Taking the time to listen and respond to your spouse is often essential to a happy relationship. However, listening and responding to your young child can be just as crucial to ensure their well-being and yours. Your children should never be viewed as little adults who should just analyze problems on their own. They require the same understanding, empathy and responsiveness as the rest of us.
Take Down the Wall
Parents can easily become defensive when their young child is upset, frustrated or angry. Much of the time, their distraught behavior is warranted because something elsewhere outside of your relationship with them is causing a bother. Most young children are constantly bombarded with outside influences when spending time with other children and adults, and have limited skills to tackle even the littlest problem.
If your day has been especially challenging and you are unable to listen to your child objectively, step back, relax and revisit the problem when you can. Take a breath! Tearing down the wall of defensiveness and focusing all your attention toward your young child can give them a sense of security in knowing that their problems, however small, have value to you.
Speak with “Feeling” Words
When you deal with the concerns of your young child, it is essential to keep your response simple. Just like you, your child never likes hearing a lecture. Speak to your child using “feeling” words as an effective and simple solution for responding.

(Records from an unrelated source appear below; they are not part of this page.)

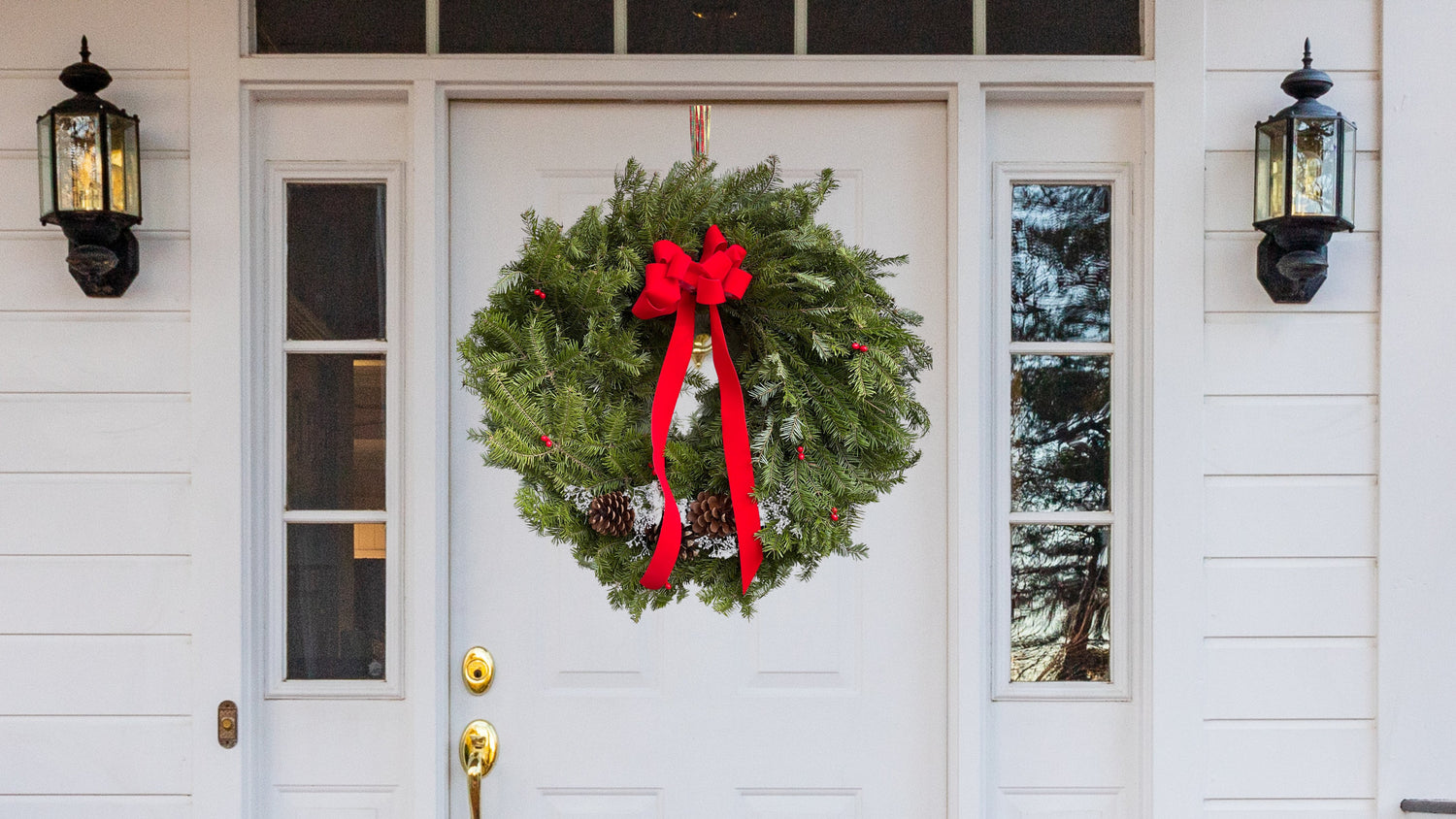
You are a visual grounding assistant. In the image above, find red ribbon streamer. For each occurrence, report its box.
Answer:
[632,224,763,594]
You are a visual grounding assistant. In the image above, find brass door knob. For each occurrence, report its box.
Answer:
[460,720,501,819]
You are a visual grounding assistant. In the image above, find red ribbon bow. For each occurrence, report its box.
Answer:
[632,224,763,594]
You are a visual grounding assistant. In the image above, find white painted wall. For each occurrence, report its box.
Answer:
[1203,0,1380,819]
[0,0,196,819]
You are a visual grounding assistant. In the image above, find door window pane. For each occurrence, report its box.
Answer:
[287,524,384,679]
[1010,525,1112,682]
[986,0,1143,53]
[628,0,794,53]
[809,0,976,53]
[1010,355,1112,512]
[1010,184,1112,342]
[253,0,425,53]
[440,0,612,53]
[288,181,384,341]
[287,353,384,509]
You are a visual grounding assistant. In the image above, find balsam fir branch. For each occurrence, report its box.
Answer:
[459,157,931,618]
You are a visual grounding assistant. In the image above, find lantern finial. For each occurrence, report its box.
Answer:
[61,36,111,94]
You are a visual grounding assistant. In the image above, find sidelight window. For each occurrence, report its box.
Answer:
[998,167,1132,699]
[270,167,399,697]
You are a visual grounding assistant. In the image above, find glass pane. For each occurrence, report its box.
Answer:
[107,114,142,216]
[1010,184,1112,342]
[1292,119,1340,216]
[288,181,384,341]
[285,524,384,679]
[1254,119,1289,221]
[628,0,794,53]
[35,114,55,216]
[986,0,1143,53]
[253,0,425,53]
[1010,525,1112,682]
[809,0,976,53]
[1340,122,1356,224]
[287,353,384,509]
[1010,355,1112,512]
[55,114,102,211]
[440,0,612,53]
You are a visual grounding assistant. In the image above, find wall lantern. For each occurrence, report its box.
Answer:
[1254,39,1356,304]
[35,36,142,295]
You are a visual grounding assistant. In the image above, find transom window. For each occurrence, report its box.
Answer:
[253,0,1143,55]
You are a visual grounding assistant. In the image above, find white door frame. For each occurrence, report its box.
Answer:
[189,0,1205,816]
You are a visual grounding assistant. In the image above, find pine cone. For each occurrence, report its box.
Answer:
[687,492,734,537]
[587,492,637,537]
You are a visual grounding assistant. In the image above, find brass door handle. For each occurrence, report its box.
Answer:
[460,720,501,819]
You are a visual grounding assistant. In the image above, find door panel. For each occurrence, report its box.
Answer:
[450,103,948,818]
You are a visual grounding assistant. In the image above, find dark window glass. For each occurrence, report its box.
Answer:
[288,183,384,341]
[287,524,384,679]
[809,0,976,53]
[1010,525,1112,682]
[287,353,384,509]
[1010,355,1112,512]
[253,0,425,53]
[986,0,1143,53]
[440,0,612,53]
[1010,184,1112,342]
[628,0,794,53]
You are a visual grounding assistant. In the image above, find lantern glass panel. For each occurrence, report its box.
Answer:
[107,114,142,216]
[1290,119,1340,216]
[1254,119,1289,221]
[1340,120,1356,224]
[35,114,55,218]
[55,114,102,211]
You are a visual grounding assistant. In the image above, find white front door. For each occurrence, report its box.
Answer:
[450,102,955,819]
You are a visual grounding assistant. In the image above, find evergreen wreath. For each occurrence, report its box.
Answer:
[459,157,931,620]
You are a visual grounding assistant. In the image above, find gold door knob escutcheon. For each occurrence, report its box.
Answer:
[460,720,501,819]
[460,646,495,696]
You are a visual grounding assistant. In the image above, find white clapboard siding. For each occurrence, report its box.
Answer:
[1205,151,1380,234]
[1203,799,1376,819]
[0,155,189,232]
[0,717,192,795]
[0,556,192,634]
[0,635,192,716]
[1205,557,1376,638]
[1203,312,1379,396]
[1205,396,1377,475]
[0,0,188,70]
[0,312,192,393]
[0,475,189,556]
[1205,0,1380,71]
[0,795,195,819]
[1205,638,1376,720]
[1203,237,1380,314]
[0,394,189,473]
[1206,720,1376,799]
[1203,73,1380,151]
[0,238,192,312]
[1205,475,1377,557]
[0,78,188,151]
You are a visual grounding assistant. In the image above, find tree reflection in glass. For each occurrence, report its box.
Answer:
[1010,355,1112,512]
[1010,525,1111,682]
[1010,184,1112,342]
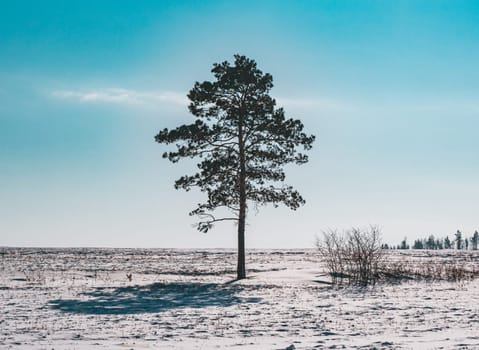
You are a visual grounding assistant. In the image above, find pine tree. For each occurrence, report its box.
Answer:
[155,55,315,279]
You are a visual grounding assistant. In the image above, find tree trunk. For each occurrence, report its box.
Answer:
[237,204,246,280]
[237,110,246,280]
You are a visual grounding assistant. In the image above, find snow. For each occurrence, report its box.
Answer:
[0,248,479,350]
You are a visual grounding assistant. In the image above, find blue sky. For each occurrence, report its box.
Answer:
[0,0,479,248]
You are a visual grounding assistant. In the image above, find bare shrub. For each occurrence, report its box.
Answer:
[316,226,384,286]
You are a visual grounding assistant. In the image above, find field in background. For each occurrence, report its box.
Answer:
[0,248,479,349]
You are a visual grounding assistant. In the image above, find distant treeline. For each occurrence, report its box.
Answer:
[382,230,479,250]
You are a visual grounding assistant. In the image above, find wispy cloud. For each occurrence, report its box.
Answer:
[50,88,355,111]
[50,88,188,106]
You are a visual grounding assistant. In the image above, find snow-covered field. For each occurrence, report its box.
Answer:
[0,248,479,349]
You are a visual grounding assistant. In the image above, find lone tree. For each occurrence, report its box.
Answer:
[155,55,315,279]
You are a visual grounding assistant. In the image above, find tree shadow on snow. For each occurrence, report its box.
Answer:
[49,282,261,315]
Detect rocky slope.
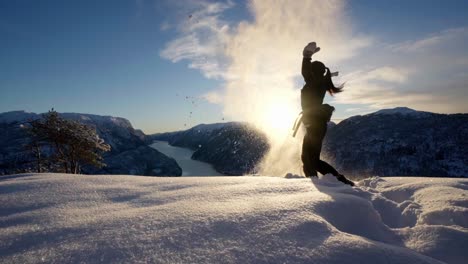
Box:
[0,111,182,176]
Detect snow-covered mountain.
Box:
[323,108,468,177]
[149,122,269,175]
[0,174,468,264]
[0,111,182,176]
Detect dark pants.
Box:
[301,122,340,177]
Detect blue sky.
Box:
[0,0,468,133]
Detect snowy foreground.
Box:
[0,174,468,263]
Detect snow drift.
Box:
[0,174,468,263]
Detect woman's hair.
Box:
[312,61,344,95]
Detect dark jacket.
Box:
[301,58,335,126]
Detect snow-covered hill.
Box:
[322,107,468,177]
[0,174,468,264]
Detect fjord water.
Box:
[150,141,224,176]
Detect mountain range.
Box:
[0,111,182,176]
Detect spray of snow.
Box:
[161,0,370,175]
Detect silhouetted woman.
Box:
[301,42,354,186]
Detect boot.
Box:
[336,174,354,186]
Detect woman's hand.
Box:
[302,42,320,59]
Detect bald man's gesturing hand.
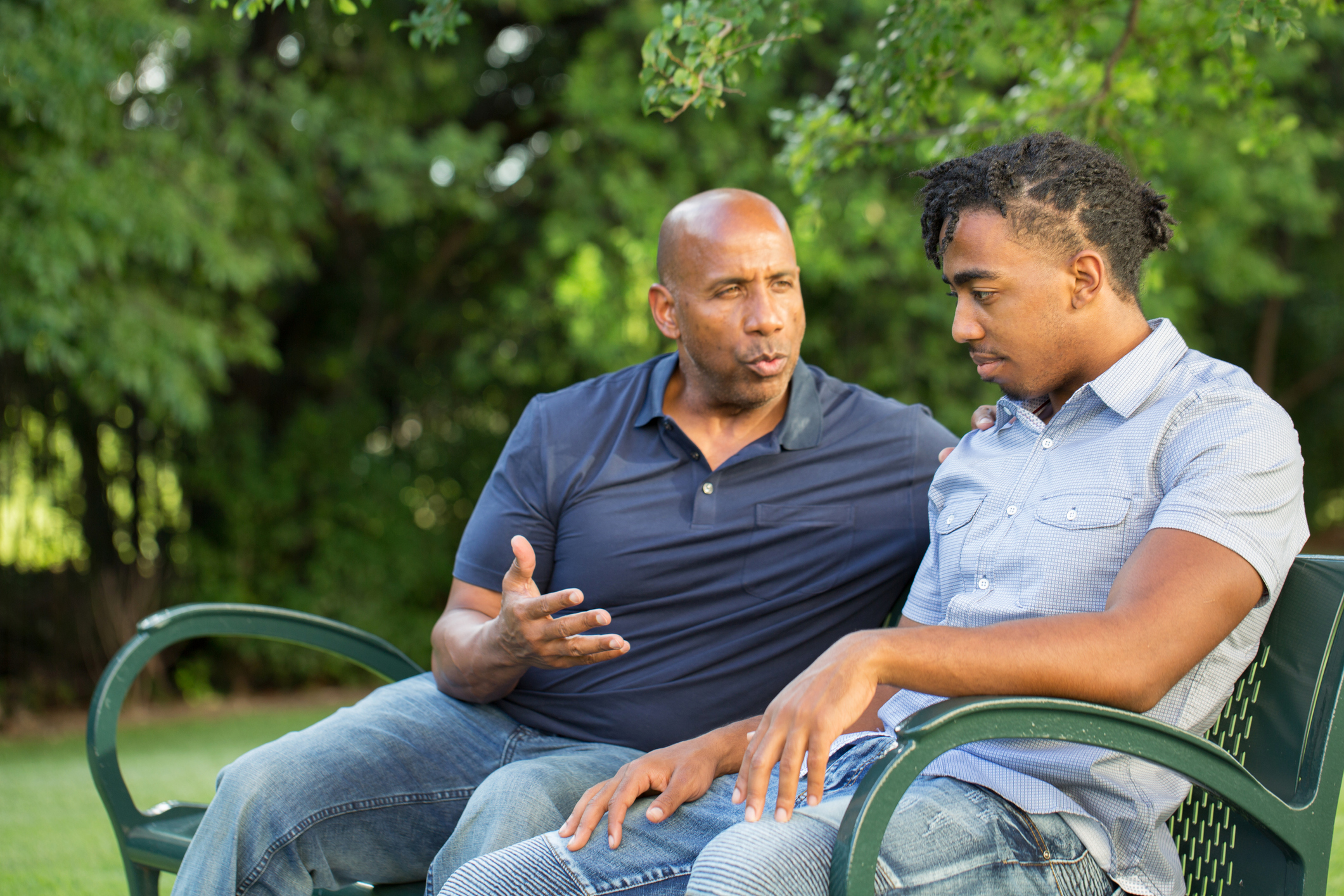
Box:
[430,535,630,703]
[495,535,630,669]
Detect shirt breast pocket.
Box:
[933,494,985,573]
[742,504,854,601]
[1028,493,1133,613]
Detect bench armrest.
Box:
[86,603,423,850]
[831,697,1317,896]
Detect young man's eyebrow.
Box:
[942,267,999,286]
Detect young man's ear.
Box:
[649,283,681,341]
[1073,248,1109,309]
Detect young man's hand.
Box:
[938,404,999,463]
[559,716,760,852]
[492,535,630,669]
[733,631,878,821]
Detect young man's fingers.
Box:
[644,770,714,825]
[762,729,808,821]
[568,778,617,853]
[524,589,584,619]
[606,770,651,849]
[556,772,607,849]
[742,721,788,821]
[546,610,611,639]
[808,736,835,806]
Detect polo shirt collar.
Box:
[634,352,821,451]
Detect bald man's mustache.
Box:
[736,344,789,364]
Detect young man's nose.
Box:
[952,295,985,343]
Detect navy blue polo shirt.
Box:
[453,354,957,750]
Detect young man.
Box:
[442,134,1307,896]
[174,189,954,896]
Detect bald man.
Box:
[174,189,956,896]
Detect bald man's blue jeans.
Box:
[172,673,641,896]
[438,738,1121,896]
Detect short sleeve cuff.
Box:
[1148,508,1288,596]
[453,556,508,591]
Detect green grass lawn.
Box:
[0,704,1344,896]
[0,704,357,896]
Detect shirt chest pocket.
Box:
[742,504,854,601]
[933,494,985,572]
[1028,493,1141,613]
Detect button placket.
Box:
[968,421,1044,591]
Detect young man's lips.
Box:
[747,356,789,376]
[970,355,1004,376]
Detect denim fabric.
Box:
[440,738,1120,896]
[172,673,640,896]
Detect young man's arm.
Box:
[559,682,919,852]
[734,529,1264,821]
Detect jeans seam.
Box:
[234,787,476,896]
[500,726,534,767]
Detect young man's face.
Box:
[942,211,1080,400]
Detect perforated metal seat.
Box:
[831,556,1344,896]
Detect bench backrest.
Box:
[1170,555,1344,896]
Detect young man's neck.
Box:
[663,354,789,470]
[1027,306,1153,422]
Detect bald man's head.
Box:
[657,187,793,291]
[649,189,807,411]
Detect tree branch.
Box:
[1278,354,1344,413]
[1091,0,1142,105]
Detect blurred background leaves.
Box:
[0,0,1344,714]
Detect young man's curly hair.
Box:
[912,132,1176,302]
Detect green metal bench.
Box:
[87,603,425,896]
[89,556,1344,896]
[831,556,1344,896]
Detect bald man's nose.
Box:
[745,283,789,336]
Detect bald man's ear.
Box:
[649,283,681,340]
[1073,248,1110,309]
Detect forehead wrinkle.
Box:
[657,188,793,287]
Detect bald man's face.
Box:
[651,199,807,408]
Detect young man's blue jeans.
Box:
[440,738,1120,896]
[174,673,640,896]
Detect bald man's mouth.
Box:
[746,354,789,376]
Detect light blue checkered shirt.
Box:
[880,320,1308,896]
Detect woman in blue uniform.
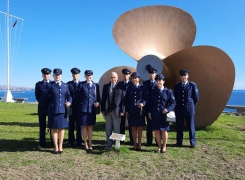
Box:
[78,70,100,151]
[47,69,72,154]
[125,72,148,150]
[149,74,176,153]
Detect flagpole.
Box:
[3,0,14,102]
[7,0,11,93]
[0,0,24,102]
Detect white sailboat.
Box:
[0,0,24,102]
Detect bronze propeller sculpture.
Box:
[100,6,235,127]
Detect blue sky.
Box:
[0,0,245,89]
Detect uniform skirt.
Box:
[128,114,145,126]
[152,115,170,131]
[78,112,96,126]
[48,113,68,129]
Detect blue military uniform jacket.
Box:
[149,88,176,117]
[143,79,157,111]
[125,84,148,115]
[78,81,101,113]
[116,81,133,113]
[67,81,81,114]
[174,81,199,115]
[47,81,72,114]
[35,80,51,114]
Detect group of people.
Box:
[35,68,199,154]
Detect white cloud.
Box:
[233,82,245,90]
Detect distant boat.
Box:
[11,90,25,93]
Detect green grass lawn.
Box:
[0,102,245,179]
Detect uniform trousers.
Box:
[120,116,133,142]
[68,114,82,145]
[146,115,153,145]
[176,114,196,146]
[104,110,121,147]
[38,113,53,147]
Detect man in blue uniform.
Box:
[174,69,199,148]
[67,68,82,146]
[143,68,157,146]
[117,68,133,143]
[35,68,53,149]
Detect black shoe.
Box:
[53,151,59,154]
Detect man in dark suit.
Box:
[35,68,53,149]
[174,69,199,148]
[143,68,157,146]
[117,68,133,143]
[101,72,125,150]
[67,68,82,146]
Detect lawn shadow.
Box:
[0,138,53,152]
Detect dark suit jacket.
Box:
[47,81,72,114]
[35,80,52,114]
[117,81,133,113]
[67,81,80,114]
[101,82,123,117]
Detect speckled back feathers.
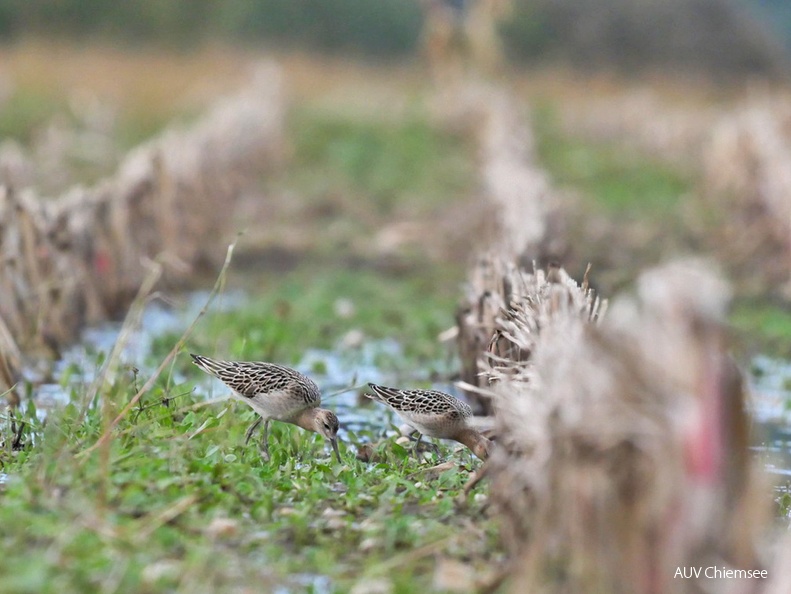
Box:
[366,384,472,420]
[190,354,321,406]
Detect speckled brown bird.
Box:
[365,384,492,460]
[190,354,341,462]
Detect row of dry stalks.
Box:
[0,65,283,392]
[563,89,791,298]
[457,82,791,594]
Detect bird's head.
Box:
[313,408,341,462]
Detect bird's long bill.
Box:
[330,437,341,462]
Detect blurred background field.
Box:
[0,0,791,594]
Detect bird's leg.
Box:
[261,419,269,462]
[244,417,264,445]
[428,440,442,460]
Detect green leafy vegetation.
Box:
[287,108,473,215]
[534,106,690,218]
[730,299,791,357]
[0,270,499,593]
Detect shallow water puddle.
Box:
[17,291,791,476]
[749,356,791,477]
[26,291,434,438]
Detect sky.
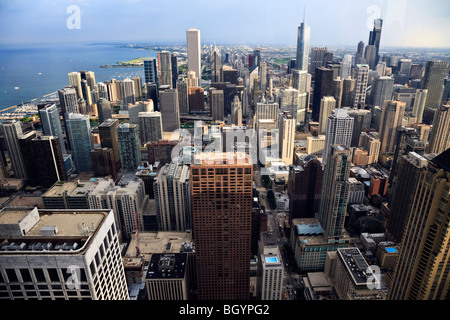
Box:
[0,0,450,48]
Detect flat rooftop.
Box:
[0,208,110,255]
[337,248,379,286]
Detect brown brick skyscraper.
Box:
[191,153,253,300]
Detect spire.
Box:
[303,4,306,23]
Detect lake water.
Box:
[0,44,157,110]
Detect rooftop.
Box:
[337,248,379,286]
[0,208,110,255]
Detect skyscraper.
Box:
[209,89,224,121]
[153,162,191,231]
[210,45,221,82]
[387,152,427,242]
[190,152,253,300]
[2,120,27,179]
[117,123,141,171]
[138,112,163,144]
[67,71,83,99]
[295,12,311,71]
[323,108,354,165]
[158,50,173,88]
[0,208,129,300]
[144,58,158,83]
[312,67,333,122]
[388,149,450,300]
[186,28,202,83]
[66,113,93,172]
[160,89,180,132]
[318,144,351,242]
[176,78,189,114]
[170,52,178,89]
[427,104,450,154]
[369,76,394,110]
[353,64,369,109]
[420,60,448,110]
[97,98,112,123]
[368,19,383,66]
[319,96,336,134]
[19,131,67,188]
[380,100,406,153]
[278,111,297,166]
[288,155,323,221]
[38,103,66,154]
[413,89,428,123]
[121,78,136,110]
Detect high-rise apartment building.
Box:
[138,112,163,144]
[312,67,333,122]
[353,64,369,109]
[379,100,406,153]
[186,28,202,83]
[367,19,383,66]
[67,71,83,99]
[369,76,394,109]
[38,103,66,154]
[153,162,191,231]
[386,152,428,243]
[144,58,158,84]
[288,155,323,222]
[190,152,253,300]
[427,104,450,154]
[158,50,173,88]
[318,144,351,242]
[209,89,224,121]
[319,96,336,134]
[2,120,27,179]
[117,123,141,171]
[420,60,448,110]
[358,131,381,164]
[388,149,450,300]
[0,208,129,300]
[412,89,428,123]
[19,131,67,188]
[66,113,93,172]
[176,78,189,114]
[278,112,297,166]
[323,108,355,165]
[160,89,180,132]
[210,45,222,82]
[295,17,311,71]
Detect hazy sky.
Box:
[0,0,450,47]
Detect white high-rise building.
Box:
[323,109,354,165]
[278,112,296,166]
[257,232,284,300]
[153,162,191,231]
[67,71,83,99]
[0,208,129,300]
[353,64,369,109]
[138,112,163,144]
[186,28,202,83]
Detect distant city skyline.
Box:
[0,0,450,48]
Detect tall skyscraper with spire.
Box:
[186,28,202,84]
[295,8,311,70]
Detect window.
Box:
[33,269,46,282]
[5,269,19,282]
[19,269,33,282]
[47,268,60,282]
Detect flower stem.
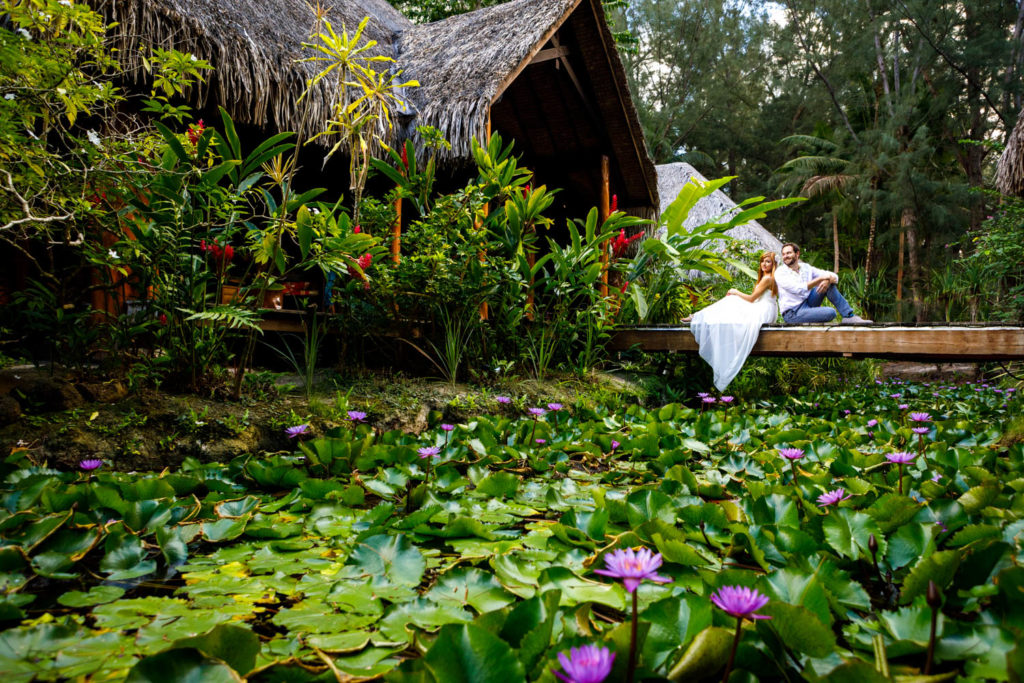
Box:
[626,589,638,683]
[722,616,743,683]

Examples of phrases using “feeling” words are:
- I understand Johnny hurt your feelings
- I bet that really upset you
- When things like that happen to me I feel sad
And then answer them by saying “how does that make you feel?” In all likelihood, the child will respond in feeling words that require no interpretation such as “I am sad, happy, embarrassed, upset, mad or angry?” Providing your child empathy in their time of need helps build a strong bond between each of you.
Find a Resolution Together
The moment your child knows that their concerns have been heard, they typically find a resolution to their problem on their own. In fact, the child can be highly effective at fixing their problems when parents provide empathy and concern to their immediate issues. In many incidences, the child can quickly realize how their actions helped or hurt them and others involved in the problem.
In the event that the child is unable to resolve the issue, use imagination and creativity to promote a sense of fun. Being playful and happy after providing empathy is a much better solution than being irritated or frustrated because of their inability to get past the problem. Explain to your child that you too are disappointed that life is unfair sometimes, and find a happier solution to make life easier until the sense of discontent passes.
Moms and dads can become better parents when they choose not to get involved in a typical cycle of arguing. The cycle can begin with the child being angry and the parent responding that they need to behave, which only makes the child more upset. This is usually followed by the parent ignoring the child altogether.
Alternatively, parents can stop the cycle of arguing and avoid their child shutting down or becoming rebellious. Providing them your full attention with empathy and concern over their troubles helps you be a better parent with a better-adjusted child. A win-win for all!